Across town, David’s pregnant wife and town doctor, Judy (Radha Mitchell of Phone Booth) is examining farmer Bill, who is, as his wife explains “just not right.” Later that night, Bill ultimately shows just how wrong he is - when he burns down his house - with his wife and son locked inside - and then mows the lawn like nothing is out of sort.

Eventually, Sherriff Dutton, his deputy, Russell Clank (The Ruins’ Joseph Anderson) Judy and her assistant, Becca discover the increasingly homicidal behavior of normally Ma and Pa Kettle townsfolk, is due to the town’s drinking water. Recently a military airplane crashed and its cargo has leaked into the nearby wetland, which, by-the-way is the favorite duck hunting ground for the gun-toting rednecks.

Of course, unnamed government officials know they’ve lost a plane and just how dangerous the bio-engineered toxin (read chemical weapon of mass destruction) on board is.
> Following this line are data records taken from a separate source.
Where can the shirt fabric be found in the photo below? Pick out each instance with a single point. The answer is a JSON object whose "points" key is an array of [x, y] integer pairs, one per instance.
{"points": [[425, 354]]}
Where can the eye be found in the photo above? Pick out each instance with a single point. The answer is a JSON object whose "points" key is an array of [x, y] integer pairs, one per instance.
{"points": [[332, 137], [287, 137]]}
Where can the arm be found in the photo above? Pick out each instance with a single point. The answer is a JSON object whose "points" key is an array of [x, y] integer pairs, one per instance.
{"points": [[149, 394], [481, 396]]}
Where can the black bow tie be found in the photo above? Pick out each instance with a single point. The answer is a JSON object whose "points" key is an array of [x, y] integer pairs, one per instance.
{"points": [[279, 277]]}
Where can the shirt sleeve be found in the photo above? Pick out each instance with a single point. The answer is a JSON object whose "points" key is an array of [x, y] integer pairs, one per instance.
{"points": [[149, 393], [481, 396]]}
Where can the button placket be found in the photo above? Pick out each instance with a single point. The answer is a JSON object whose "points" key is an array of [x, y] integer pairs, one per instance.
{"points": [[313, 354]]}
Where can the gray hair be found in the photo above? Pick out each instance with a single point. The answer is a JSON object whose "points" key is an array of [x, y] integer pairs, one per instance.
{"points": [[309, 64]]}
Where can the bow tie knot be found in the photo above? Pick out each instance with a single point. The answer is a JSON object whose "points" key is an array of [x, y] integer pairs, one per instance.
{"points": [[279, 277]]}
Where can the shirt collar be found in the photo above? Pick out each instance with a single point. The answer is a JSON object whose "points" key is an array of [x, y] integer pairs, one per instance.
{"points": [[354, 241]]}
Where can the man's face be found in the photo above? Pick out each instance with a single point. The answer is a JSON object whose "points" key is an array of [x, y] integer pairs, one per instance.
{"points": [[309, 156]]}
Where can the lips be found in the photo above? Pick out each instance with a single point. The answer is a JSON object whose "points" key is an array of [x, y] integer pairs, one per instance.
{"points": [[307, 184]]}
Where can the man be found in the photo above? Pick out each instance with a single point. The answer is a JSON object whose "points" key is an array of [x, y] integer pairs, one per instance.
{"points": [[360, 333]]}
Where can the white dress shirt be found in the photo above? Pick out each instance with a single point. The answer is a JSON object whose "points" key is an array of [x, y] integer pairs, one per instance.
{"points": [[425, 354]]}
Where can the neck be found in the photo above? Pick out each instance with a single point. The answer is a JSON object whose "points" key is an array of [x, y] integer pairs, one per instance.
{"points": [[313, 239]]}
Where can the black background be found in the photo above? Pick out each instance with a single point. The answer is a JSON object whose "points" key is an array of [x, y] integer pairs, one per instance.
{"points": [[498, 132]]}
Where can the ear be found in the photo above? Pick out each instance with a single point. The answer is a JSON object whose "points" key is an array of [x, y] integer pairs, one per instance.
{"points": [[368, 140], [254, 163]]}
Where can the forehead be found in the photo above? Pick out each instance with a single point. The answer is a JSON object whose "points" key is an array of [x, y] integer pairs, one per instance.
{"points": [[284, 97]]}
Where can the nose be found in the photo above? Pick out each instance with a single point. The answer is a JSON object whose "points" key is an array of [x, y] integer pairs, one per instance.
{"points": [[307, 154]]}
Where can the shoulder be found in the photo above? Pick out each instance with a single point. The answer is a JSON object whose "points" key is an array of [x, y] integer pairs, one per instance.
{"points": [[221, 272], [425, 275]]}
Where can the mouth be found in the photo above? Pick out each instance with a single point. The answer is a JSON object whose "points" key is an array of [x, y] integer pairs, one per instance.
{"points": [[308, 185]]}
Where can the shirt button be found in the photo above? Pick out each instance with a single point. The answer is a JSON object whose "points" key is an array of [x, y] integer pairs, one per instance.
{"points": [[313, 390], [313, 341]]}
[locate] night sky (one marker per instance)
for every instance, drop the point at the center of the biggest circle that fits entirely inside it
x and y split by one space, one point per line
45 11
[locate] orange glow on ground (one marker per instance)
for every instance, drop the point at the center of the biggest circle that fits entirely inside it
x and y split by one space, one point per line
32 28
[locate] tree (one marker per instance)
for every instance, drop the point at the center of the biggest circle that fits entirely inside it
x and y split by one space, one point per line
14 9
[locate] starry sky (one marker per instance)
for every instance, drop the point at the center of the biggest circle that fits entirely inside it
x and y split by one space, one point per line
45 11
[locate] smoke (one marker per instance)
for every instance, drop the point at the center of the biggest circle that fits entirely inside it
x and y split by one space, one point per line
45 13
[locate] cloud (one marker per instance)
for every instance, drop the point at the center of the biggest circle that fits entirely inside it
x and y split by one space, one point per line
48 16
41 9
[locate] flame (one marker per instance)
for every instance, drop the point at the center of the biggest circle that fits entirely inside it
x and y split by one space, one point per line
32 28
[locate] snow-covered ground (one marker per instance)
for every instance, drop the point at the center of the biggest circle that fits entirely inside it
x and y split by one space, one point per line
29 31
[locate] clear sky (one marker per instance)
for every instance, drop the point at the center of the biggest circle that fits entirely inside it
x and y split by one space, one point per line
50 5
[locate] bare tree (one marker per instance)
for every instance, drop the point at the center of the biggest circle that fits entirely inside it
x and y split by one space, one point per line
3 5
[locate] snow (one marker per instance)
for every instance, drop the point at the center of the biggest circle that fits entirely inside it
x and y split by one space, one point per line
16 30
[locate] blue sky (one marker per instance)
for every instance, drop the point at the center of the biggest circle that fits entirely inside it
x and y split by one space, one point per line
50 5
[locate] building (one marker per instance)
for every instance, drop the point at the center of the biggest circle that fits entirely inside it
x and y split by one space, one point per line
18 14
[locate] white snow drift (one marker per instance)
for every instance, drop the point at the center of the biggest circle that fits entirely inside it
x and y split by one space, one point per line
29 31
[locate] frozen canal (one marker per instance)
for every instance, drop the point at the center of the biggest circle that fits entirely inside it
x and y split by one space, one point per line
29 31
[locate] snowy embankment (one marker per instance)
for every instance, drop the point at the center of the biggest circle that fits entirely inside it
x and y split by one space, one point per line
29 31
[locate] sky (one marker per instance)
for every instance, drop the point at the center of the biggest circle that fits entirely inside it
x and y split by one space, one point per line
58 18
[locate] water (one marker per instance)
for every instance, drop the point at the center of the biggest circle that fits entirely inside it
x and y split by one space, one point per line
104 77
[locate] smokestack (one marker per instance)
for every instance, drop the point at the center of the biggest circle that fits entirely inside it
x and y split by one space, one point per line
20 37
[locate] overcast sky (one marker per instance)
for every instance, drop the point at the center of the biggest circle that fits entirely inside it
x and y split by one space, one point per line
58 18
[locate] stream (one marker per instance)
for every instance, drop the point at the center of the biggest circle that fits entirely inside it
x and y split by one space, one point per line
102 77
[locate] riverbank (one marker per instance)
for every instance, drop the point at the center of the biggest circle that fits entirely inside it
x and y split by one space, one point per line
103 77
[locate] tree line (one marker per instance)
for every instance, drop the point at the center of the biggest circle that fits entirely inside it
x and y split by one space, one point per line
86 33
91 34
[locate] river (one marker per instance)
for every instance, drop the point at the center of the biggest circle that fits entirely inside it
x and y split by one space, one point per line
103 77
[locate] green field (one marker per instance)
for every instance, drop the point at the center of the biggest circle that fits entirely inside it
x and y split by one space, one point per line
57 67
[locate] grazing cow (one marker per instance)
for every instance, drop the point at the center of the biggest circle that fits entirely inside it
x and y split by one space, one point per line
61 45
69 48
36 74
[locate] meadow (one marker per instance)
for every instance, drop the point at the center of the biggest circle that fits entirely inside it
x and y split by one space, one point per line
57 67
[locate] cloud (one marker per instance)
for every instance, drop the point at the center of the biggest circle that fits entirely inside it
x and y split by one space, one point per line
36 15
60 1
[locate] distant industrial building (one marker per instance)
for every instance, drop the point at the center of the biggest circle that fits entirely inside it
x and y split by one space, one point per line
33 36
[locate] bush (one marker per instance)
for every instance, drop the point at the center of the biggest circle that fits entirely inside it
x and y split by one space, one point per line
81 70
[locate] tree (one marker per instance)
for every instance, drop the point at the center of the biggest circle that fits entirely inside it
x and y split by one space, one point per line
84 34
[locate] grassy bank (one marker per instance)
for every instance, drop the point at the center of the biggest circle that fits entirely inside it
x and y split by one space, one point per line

Soon, the entire town including Team Dutton find themselves at odds against a government initiated containment where soldiers dressed in biological protection suits and armed with machine guns are ordered to gun down anyone showing the slightest bit of infection or the unaffected trying to escape quarantine. Add in the fact the above mentioned armed duck hunters - now zombified - are laying in wait to kill any live body, military or otherwise.

Screen writers Scott Kosar (The Machinist), Ray Wright (Pulse) and director Breck Eisner (son of former Disney head Michael Eisner) do a remarkably good job adding substance to what could have been just another “actor screams-runs-falls-gets caught and killed-by-the-zombie” movie. There is surprisingly at times, real suspense, which is worth noting in a movie genre which you know just about every one dies. Yes, there are some obligatory clichés added for shock value but not so many that the movie becomes absurd. The mandatory killings thankfully aren’t particularly gory or graphic but some scenes do make you flinch a little and others make you literally jump a bit. The suspense leading up to the scare was pretty much perfectly timed by the entire production crew from director to editor. Every actor nailed their part - especially John Anderson, making the film as close to believable as a movie about the government efforts to contain a chemical bio-weapon leak can be.

Romero’s films are known for their social commentary, and conspiracy theorist will say there’s more truth to this movie than anyone knows. As a matter of fact, at the screening I attended Greenpeace had set up a table, literally, just outside of the theater.

Now I don’t know how much reality was injected into the script, but as horror movie, it does a great job making you kind of root for the zombies.